Rule 17(e) lets a public officer suing or being sued in an official capacity be described by title rather than personal name, though the court can still require the officer's name to be added to the case.
Frequently Asked Questions
What does it mean to sue in the name of the "real party in interest"?
It means the person who holds the substantive right at stake has to be the named party, though Rule 17(a) lets certain representatives — an executor, administrator, guardian, trustee, and similar roles — sue in their own representative capacity without joining the person they represent.
What happens if a case gets filed in the wrong party's name?
Rule 17(a) doesn't allow dismissal on that ground right away. The court must give a reasonable time, after the issue is raised, for the real party in interest to ratify, join, or be substituted into the action, and once that happens the case is treated as if it had been brought in the correct name from the beginning.
In a subrogation case, whose name goes on the lawsuit?
It depends on the subrogor's remaining interest. Under Rule 17(b), if the subrogor no longer has any pecuniary interest in the claim, the subrogee sues alone; if the subrogor still has a pecuniary interest, both the subrogor and the subrogee must be named.
Who can represent a child or a person under a legal disability in a Mississippi lawsuit?
A representative already appointed under Mississippi or another jurisdiction's law may sue or defend on that person's behalf under Rule 17(c).
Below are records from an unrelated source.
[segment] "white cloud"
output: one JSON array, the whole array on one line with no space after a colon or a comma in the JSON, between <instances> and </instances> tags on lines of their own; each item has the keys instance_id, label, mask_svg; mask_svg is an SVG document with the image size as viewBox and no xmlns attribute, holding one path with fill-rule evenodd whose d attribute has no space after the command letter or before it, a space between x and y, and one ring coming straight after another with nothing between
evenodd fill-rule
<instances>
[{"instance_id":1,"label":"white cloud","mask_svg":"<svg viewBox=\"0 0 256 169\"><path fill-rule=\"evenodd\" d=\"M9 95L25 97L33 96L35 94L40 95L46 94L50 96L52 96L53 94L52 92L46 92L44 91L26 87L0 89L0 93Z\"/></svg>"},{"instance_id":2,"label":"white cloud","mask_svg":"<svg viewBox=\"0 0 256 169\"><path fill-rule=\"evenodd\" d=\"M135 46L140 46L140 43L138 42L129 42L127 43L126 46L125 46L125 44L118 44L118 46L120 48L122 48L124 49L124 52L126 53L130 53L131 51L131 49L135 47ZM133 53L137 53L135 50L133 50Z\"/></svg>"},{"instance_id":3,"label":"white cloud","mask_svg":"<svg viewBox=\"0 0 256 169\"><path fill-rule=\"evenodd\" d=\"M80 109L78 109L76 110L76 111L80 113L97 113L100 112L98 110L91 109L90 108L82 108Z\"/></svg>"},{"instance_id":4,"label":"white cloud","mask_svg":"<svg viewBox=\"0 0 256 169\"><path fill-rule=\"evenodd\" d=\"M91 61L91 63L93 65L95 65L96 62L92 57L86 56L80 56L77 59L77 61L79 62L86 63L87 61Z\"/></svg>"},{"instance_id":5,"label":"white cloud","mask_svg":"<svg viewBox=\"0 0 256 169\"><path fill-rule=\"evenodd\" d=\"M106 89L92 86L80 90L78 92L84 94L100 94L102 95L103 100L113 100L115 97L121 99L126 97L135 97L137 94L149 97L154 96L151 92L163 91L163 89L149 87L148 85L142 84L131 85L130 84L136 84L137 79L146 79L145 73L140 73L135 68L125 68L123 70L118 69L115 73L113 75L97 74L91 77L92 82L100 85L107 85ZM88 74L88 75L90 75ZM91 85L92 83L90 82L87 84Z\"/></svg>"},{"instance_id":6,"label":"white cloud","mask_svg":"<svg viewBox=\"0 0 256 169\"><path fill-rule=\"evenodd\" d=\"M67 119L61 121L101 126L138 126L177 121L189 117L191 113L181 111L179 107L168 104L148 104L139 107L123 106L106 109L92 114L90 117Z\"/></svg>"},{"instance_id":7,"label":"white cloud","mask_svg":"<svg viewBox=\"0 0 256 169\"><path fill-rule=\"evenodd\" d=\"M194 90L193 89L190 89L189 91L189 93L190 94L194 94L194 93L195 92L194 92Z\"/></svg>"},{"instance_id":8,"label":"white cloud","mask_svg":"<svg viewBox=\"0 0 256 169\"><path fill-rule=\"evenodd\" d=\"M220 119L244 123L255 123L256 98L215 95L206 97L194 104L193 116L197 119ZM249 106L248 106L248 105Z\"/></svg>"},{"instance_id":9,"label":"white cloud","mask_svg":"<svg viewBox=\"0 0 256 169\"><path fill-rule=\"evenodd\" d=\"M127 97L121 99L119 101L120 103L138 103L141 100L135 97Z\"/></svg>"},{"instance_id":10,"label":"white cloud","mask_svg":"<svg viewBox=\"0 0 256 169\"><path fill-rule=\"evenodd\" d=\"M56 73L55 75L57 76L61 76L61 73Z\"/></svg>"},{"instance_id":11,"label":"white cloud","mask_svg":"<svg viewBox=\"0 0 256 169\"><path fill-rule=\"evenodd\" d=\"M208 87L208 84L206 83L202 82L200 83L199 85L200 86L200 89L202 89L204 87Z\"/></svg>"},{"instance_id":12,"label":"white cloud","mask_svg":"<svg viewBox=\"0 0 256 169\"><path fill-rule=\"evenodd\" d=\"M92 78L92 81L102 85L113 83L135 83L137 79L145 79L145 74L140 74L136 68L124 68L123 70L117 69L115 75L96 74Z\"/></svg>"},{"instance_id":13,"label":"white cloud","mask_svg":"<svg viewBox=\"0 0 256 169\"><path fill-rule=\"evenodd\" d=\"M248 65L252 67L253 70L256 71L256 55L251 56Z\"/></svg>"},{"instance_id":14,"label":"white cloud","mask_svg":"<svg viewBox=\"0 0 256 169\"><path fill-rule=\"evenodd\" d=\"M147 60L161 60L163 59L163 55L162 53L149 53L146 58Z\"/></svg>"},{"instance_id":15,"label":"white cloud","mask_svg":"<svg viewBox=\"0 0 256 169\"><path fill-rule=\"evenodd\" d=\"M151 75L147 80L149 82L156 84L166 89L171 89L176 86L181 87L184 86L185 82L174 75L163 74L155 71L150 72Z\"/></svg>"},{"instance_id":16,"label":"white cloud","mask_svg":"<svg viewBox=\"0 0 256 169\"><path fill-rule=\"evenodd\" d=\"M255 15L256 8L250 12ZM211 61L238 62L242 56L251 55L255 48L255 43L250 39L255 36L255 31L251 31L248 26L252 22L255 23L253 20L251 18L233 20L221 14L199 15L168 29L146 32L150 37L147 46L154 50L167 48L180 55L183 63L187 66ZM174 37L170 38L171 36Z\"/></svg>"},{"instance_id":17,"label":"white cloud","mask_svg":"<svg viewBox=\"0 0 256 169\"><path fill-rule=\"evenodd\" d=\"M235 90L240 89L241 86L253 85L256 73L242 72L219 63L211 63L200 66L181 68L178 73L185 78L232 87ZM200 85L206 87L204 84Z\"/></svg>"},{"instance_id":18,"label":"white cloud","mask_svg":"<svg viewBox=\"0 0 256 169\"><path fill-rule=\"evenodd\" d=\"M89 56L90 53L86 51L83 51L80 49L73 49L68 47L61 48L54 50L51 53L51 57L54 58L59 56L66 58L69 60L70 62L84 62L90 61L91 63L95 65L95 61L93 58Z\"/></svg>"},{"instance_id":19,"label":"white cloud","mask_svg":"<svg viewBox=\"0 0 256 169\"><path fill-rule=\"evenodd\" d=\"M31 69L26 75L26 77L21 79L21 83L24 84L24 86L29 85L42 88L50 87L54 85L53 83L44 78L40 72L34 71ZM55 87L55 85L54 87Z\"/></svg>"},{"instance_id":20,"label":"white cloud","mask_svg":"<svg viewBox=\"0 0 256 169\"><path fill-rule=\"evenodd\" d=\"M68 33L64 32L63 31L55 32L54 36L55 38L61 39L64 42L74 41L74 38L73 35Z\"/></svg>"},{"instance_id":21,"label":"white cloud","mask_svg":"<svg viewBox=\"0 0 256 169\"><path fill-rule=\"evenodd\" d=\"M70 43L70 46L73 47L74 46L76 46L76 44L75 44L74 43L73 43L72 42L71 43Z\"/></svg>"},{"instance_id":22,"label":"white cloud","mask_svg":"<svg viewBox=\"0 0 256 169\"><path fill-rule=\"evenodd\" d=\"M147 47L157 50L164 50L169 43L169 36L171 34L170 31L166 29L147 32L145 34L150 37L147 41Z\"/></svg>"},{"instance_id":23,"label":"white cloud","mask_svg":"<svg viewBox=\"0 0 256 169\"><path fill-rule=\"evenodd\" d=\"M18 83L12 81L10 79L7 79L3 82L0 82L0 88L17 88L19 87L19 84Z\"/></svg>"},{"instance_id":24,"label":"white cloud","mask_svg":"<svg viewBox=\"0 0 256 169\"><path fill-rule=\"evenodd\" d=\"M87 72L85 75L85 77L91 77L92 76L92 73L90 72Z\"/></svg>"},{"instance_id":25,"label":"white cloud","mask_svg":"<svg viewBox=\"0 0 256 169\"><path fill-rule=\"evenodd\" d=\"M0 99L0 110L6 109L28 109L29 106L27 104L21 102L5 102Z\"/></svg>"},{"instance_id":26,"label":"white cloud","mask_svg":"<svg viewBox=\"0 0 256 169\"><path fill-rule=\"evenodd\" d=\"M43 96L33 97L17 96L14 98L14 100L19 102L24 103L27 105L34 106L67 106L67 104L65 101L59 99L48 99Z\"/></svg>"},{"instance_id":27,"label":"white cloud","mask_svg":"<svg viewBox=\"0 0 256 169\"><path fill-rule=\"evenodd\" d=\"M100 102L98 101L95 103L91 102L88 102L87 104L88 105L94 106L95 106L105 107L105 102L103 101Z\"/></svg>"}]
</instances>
If an unrepresented defendant has a disability, the court can appoint a Mississippi-resident guardian ad litem who files a consent and oath and posts any required bond; an unrepresented infant or incompetent plaintiff may instead sue through a next friend.
How is a guardian ad litem chosen and paid?
Rule 17(d) has the court appoint an attorney to serve as guardian ad litem and set a reasonable fee for that service, which is then taxed as part of the costs of the action.